Un buen día incluso pudieron sentarla y la
hicieron comer una fruta de color verde que tenía un sabor muy fuerte pero
reconfortante. Mientras comía, las mujercitas hacían lo mismo. Cocinaban en el
fuego donde habían calentado agua antes. Martina notó que casi no hablaban
durante esos momentos pero sí cuando estaban ayudándole a ella con los masajes
y demás cosas. Su cultura debía de ser muy interesante. Con eso, Martina
pareció recordar algo: ella estaba allí para saber más de la cultura.
Pero no sabía de la cultura de quien. Dudaba
que alguien supiese de la existencia de las mujercitas y estaba segura que ella
nunca revelaría su paradero. Y la verdad es que jamás tuvo que hacerlo. Un buen
día, se sintió tan bien que se pudo parar un rato para luego volver a sentarse.

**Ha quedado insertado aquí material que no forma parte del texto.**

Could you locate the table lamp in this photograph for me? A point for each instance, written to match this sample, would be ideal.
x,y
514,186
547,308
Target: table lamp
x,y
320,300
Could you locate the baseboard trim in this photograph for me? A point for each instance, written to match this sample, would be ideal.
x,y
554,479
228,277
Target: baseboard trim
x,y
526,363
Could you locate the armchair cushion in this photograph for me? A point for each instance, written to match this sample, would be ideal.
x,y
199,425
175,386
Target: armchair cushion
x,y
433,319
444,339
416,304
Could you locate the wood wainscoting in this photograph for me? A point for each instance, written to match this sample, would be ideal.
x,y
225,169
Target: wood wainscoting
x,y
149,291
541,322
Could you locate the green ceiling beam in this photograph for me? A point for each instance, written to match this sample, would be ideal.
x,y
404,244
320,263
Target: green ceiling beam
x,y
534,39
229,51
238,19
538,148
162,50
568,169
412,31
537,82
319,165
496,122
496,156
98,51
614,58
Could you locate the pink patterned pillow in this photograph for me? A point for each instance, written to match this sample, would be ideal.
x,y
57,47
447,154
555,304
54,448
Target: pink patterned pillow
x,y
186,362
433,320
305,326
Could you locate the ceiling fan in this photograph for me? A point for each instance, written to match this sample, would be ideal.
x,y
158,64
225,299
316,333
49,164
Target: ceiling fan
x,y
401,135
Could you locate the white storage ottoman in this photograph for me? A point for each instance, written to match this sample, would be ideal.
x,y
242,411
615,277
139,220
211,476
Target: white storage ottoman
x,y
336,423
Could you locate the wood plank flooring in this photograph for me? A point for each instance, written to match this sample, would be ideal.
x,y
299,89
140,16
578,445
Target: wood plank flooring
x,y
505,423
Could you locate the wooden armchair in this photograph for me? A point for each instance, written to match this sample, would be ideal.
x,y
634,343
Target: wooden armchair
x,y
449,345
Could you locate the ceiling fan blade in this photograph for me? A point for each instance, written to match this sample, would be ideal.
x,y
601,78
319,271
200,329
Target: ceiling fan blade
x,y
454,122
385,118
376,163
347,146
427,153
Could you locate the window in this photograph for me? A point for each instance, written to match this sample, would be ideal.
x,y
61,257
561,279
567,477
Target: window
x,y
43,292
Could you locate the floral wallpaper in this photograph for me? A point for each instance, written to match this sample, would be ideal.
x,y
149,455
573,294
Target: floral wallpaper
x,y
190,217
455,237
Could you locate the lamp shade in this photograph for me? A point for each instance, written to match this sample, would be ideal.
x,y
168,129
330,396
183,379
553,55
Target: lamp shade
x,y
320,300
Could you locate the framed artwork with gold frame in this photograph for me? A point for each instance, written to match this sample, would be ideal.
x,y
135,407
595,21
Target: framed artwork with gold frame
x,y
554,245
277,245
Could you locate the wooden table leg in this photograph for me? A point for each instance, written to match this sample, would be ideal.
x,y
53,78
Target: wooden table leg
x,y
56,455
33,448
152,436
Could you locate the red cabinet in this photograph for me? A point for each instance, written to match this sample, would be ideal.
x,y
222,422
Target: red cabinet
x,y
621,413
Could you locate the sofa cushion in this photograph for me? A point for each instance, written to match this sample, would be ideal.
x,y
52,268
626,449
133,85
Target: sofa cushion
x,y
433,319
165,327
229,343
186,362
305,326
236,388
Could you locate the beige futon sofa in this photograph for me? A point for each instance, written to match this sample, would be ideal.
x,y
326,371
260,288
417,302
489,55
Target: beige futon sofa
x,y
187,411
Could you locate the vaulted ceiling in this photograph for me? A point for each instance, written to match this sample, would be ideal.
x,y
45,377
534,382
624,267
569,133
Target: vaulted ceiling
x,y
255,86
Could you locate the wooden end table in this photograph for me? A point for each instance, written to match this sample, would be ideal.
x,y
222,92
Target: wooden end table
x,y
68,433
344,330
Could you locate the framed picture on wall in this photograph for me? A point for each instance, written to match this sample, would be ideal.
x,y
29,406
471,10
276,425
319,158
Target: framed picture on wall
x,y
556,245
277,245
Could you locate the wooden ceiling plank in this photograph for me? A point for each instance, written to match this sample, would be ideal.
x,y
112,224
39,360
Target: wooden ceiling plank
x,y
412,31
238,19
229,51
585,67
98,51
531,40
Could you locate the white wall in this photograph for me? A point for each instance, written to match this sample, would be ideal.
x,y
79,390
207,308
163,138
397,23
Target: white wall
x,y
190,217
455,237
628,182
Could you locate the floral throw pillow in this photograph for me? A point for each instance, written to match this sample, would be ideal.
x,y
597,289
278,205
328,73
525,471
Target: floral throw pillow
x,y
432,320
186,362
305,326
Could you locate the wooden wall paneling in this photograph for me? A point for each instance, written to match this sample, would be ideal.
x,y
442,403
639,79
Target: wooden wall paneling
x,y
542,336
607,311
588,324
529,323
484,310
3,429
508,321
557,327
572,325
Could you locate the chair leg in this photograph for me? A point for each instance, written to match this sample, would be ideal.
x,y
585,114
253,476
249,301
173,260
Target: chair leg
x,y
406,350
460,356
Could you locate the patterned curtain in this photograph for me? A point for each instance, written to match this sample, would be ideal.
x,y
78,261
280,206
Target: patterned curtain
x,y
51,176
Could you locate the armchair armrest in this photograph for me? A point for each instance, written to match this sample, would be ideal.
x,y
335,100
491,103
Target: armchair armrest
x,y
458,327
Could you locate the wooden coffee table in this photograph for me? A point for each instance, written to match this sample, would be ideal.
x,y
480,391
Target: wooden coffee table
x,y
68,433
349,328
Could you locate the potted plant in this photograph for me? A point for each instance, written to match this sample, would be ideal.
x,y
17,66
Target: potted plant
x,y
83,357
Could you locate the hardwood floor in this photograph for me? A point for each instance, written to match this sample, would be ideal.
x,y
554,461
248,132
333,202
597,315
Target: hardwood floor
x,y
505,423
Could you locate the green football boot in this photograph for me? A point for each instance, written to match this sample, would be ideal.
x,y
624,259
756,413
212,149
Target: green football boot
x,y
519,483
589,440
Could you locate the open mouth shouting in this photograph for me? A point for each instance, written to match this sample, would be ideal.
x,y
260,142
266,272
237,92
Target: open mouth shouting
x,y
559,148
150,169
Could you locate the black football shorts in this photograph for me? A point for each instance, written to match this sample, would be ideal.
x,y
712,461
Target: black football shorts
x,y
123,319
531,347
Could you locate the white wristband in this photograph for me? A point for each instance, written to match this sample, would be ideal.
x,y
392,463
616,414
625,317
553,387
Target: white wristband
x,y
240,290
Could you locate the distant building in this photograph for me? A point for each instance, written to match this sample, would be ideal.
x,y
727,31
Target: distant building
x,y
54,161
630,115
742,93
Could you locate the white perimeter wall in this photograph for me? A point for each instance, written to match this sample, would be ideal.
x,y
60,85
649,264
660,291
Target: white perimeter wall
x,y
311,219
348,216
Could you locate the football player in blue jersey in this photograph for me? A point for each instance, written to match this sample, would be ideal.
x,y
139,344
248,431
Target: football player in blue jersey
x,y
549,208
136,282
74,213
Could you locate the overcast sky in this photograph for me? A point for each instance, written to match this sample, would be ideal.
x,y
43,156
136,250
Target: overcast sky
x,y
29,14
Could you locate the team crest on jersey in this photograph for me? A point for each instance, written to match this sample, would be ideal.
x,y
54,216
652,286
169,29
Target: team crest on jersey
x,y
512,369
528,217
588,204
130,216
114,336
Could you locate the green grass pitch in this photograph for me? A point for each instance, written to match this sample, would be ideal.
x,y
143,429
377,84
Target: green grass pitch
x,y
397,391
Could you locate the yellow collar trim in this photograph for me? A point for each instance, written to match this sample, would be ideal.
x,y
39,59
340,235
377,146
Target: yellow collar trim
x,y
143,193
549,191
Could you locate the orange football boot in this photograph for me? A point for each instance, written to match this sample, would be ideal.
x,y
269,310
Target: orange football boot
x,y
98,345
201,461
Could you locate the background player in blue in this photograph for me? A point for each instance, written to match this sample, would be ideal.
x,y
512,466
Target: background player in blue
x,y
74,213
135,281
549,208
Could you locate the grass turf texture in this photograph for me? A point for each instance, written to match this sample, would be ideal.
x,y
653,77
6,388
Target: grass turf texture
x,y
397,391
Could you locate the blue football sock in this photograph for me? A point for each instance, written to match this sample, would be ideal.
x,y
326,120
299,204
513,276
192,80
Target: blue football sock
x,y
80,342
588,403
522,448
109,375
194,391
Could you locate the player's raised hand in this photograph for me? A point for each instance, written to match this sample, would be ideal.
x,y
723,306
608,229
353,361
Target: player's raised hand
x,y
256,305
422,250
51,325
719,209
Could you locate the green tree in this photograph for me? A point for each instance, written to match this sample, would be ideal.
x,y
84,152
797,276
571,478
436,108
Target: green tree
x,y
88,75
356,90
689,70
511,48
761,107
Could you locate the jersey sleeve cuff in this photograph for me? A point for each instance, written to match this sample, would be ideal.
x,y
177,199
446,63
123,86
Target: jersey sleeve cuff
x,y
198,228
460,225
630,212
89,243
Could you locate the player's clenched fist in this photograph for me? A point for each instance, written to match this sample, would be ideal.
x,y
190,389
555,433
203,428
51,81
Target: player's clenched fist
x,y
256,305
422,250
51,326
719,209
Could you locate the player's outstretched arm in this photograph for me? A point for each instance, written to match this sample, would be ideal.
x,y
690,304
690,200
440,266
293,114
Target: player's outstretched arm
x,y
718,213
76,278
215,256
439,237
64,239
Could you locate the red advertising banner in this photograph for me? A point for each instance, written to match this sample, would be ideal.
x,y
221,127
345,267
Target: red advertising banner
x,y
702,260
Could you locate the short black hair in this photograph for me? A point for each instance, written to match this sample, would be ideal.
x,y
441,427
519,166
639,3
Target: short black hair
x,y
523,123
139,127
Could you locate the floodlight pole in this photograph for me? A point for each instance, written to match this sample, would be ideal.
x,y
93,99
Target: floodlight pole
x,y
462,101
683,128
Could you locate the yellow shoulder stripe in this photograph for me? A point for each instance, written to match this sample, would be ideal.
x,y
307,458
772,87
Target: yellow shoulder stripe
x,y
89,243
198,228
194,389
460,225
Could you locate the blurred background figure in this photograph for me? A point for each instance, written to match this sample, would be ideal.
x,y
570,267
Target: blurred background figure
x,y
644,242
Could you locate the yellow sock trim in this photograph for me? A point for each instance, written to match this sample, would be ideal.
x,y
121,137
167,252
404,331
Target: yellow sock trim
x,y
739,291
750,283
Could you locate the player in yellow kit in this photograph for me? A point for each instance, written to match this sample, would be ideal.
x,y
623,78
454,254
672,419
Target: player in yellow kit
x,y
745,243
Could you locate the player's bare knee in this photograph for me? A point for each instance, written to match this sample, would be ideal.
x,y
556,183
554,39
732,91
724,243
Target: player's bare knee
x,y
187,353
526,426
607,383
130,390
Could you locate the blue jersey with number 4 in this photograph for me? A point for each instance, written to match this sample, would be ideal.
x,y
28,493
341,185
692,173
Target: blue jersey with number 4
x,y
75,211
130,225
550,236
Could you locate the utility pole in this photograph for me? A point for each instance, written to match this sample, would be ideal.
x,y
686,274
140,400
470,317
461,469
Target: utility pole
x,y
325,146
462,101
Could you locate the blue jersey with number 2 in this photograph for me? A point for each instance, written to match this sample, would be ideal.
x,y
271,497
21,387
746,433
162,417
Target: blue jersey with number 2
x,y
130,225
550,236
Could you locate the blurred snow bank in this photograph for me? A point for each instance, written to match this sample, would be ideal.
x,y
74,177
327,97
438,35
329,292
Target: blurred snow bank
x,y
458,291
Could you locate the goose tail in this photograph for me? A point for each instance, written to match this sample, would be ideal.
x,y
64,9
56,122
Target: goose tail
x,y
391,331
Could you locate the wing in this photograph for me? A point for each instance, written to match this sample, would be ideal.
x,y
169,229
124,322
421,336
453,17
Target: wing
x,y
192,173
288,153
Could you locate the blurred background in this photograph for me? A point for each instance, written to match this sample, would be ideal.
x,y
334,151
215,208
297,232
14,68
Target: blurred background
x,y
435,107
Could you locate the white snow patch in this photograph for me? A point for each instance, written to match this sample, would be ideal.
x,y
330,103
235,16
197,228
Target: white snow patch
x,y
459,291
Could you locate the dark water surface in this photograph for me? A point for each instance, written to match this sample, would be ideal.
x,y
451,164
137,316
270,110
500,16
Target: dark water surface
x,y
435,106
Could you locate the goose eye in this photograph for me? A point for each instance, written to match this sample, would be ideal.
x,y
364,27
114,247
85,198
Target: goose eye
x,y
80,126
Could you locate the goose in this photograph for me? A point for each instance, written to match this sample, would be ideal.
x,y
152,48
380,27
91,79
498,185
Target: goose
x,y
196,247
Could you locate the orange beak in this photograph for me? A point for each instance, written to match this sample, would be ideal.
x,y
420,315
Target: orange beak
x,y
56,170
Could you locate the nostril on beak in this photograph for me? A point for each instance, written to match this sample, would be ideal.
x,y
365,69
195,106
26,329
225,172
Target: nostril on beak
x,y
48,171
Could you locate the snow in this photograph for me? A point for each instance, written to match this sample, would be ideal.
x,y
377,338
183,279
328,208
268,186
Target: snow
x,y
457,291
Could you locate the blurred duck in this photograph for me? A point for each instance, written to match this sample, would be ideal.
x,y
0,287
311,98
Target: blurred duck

Las mujeres la miraron con seriedad y hablaron entre ellas pero a Martina no le
dijeron nada después. Fue al día siguiente cuando ella notó que todas las mujercitas
que la habían cuidado, se habían ido. Martina pudo salir de la tienda y
verificar que todo estaba abandonado.
No había más tiendas de campaña ni rastro de
más personas o personitas por allí. Solo estaba ella. Se quedó de pie allí,
tratando de procesarlo todo y de saber que hacer. Pero no tuvo que pensar
mucho. Desde un risco escuchó un silbido y al mirar de donde provenía, varios
recuerdos se agolparon en su mente. El hombre que silbaba era su compañero Ken.
Lo saludó y pronto el resto de la expedición se reunió con Martina, quien había
desaparecido durante una tormenta hacía pocos días. Cuando le preguntaron como
había sobrevivido, les pidió que le creyeran pues tenía mucho que contarles.